Due giorni fa si litigava sul premier, ora sul Viminale. Il problema è che, in queste ore concitate, se volete capire la vera posta della partita, non dovete guardare le apparenze - del tutto ingannevoli - ma la sostanza. E dovete immaginare che questo dialogo tra ex nemici - da un lato il cosiddetto "partito di Bibbiano", dall'altro, "l'armata degli incompetenti" e del "bibitaro" (Vincenzo De Luca dixit) - non vada letto con le categorie della politica tradizionale, ma con un mix di chiavi interpretative che oscillano fra una partita a scacchi e un videogame. "Di Maio vuole prendere tutto!", dicevano le veline di uno scandalizzato Pd. "Zingaretti e il Pd vogliono costringerci a digerire i loro vecchi arnesi!", si lamentavano off record i trapper del Movimento 5 Stelle. Il bello è che sono vere entrambe: da un lato è stata una partita a scacchi, perché come nel gioco, "ogni scelta - diceva in un bel libro lo scrittore Paolo Maurensig - comporta l'abbandono di tutte le altre alternative possibili".

Dall'altro, esattamente come nei videogame Adelaide generazione Cinque Stelle, per tre giorni Zingaretti e Di Maio sono morti e risorti. La sostanza, però è questa: Zingaretti dovrà accettare Di Maio nel governo. Mentre Di Maio dovrà rinunciare al sogno di portare a casa sia Palazzo Chigi che il Viminale. La montagna delle chiacchiere, delle ipotesi, dei veti incrociati tra gialli e rossi finirà oggi, infilata dentro l'imbuto del Quirinale. Solo a quel punto, davanti a Mattarella sarà pronunciato il fatidico "rien ne va plus".

A cosa sono serviti dunque i tavoli convocati, annullati, poi sostituiti da cabine di crisi? A tenere a bada i problemi interni dei leader: da un lato Zingaretti si è trovato di fronte alla squadra dei suoi negoziatori, e si erano già tutti assegnati (compreso l'ineffabile Andrea Marcucci), una poltrona di ministero. Dall'altro Di Maio si è trovato di fronte il fuoco di contraerea vero, quello di Alessandro Di Battista, che è uscito allo scoperto, per provare a raccogliere l'opposizione interna malpancista all'accordo nel M5S. È molto interessante, quindi che in questa fase tellurica e compulsiva in cui tutto poteva saltare, a garantire la tenuta siano stati due "padri nobili". Da un lato Pier Luigi Bersani, che parlando al suo ex partito, ha fatto il gesto simbolico di autocritica che i Cinque Stelle aspettavano: "Abbiamo ammucchiato il Movimento ai barbari, i populisti. E non abbiamo capito le istanze che ci stava rappresentando. È stato un errore". E dall'altro è stato Conte a sedare le ultime tentazioni di Di Maio di approfittare in extremis di un secondo forno con la Lega. Ieri, le ultime seducenti profferte del Carroccio, sono arrivate per bocca del ministro Gianmarco Centinaio: "Tutte le richieste che il M5S sta facendo al Pd, siamo pronti a concederle, sono già nel programma comune".
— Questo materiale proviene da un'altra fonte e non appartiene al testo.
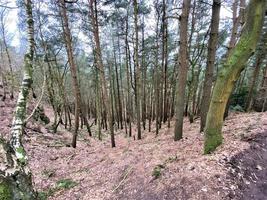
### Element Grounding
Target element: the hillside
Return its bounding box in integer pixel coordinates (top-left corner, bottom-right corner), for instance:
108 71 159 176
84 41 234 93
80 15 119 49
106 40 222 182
1 97 266 200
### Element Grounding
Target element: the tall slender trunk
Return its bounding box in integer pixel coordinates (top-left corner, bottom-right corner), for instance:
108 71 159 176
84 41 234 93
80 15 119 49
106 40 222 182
134 0 141 140
245 56 263 111
0 11 14 99
154 2 160 135
162 0 168 123
113 36 123 129
141 14 147 130
1 33 14 99
59 0 82 148
89 0 115 147
0 45 7 101
224 0 246 118
95 65 102 140
174 0 191 141
200 0 221 132
125 12 132 137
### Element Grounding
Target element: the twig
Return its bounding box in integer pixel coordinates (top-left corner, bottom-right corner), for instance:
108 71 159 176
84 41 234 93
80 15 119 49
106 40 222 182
66 153 76 163
24 126 43 134
112 166 133 193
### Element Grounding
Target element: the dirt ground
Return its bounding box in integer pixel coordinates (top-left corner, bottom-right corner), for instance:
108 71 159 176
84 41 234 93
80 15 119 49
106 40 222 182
228 130 267 200
1 97 267 200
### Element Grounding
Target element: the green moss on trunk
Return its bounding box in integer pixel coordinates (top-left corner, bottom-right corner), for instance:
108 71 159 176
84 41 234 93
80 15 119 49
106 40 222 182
0 181 12 200
204 0 265 154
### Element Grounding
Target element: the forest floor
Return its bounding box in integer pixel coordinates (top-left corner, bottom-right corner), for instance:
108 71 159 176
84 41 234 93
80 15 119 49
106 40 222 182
1 96 267 200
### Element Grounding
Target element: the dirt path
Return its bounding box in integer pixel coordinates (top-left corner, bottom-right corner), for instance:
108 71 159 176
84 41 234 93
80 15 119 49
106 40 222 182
228 129 267 200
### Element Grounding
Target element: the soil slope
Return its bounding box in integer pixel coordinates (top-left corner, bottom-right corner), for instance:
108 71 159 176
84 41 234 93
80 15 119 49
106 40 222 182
0 97 266 200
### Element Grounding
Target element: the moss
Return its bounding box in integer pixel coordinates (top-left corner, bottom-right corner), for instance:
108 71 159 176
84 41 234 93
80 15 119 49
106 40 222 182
37 188 55 200
204 0 265 154
37 191 48 200
204 128 223 154
0 181 12 200
56 179 77 190
16 147 27 165
152 164 165 179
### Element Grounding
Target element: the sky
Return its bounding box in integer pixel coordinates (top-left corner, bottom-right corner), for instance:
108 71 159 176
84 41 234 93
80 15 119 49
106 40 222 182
3 0 232 48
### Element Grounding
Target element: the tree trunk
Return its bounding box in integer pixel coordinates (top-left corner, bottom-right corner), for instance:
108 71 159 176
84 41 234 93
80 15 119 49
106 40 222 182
245 56 263 111
141 15 147 130
224 0 246 118
204 0 265 154
59 0 82 148
125 12 132 137
161 0 168 124
89 0 115 147
134 0 142 140
1 1 36 199
200 0 221 132
0 17 14 99
174 0 191 141
0 46 7 101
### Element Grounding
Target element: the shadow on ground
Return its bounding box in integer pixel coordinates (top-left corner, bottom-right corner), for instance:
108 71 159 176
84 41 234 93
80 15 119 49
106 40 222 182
227 130 267 200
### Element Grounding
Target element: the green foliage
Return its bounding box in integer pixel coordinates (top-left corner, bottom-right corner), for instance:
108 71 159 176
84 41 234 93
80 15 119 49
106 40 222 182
229 87 249 109
0 181 12 200
37 178 77 200
37 188 55 200
231 105 245 112
152 164 165 179
56 179 77 190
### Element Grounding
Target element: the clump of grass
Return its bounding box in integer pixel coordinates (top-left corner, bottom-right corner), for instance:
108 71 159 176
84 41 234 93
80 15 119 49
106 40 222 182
37 188 55 200
56 179 77 189
152 164 165 179
37 178 78 200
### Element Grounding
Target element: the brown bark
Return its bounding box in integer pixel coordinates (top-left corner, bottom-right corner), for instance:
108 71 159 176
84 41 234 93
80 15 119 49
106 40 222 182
134 0 142 140
0 9 14 99
245 56 263 111
89 0 115 147
174 0 191 141
161 0 168 123
125 11 132 137
224 0 246 118
200 0 221 132
59 0 82 148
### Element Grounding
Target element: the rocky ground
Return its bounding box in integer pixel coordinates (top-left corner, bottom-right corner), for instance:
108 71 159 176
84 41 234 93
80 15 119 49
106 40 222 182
0 96 267 200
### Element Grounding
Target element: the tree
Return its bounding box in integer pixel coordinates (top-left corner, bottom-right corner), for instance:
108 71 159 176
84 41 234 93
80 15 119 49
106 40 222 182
0 0 36 199
134 0 142 140
89 0 115 147
245 25 267 111
224 0 245 119
200 0 221 132
0 7 14 99
204 0 265 154
174 0 191 141
59 0 82 148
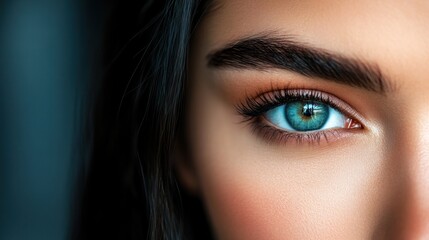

Non è un mistero, che al fianco di questo offerta, la Lega abbia messo sul piatto una proposta choc, la poltrona di Palazzo Chigi per Di Maio. È qui che Conte è stato decisivo, quando ha detto al leader del M5S: "Se vuoi fare questo io non sarò al tuo fianco". Ma poi il premier si è spinto più in là, avvisando che se quella trattativa non si fosse chiusa, si sarebbe andati al voto. Il resto sono dettagli: se Di Maio fa cappotto sarà anche vicepremier. Se Zingaretti raggiunge i suoi obiettivi avrà i ministeri economici e le infrastrutture. Poi, il problema non sarà durare, ma convincere i propri elettori.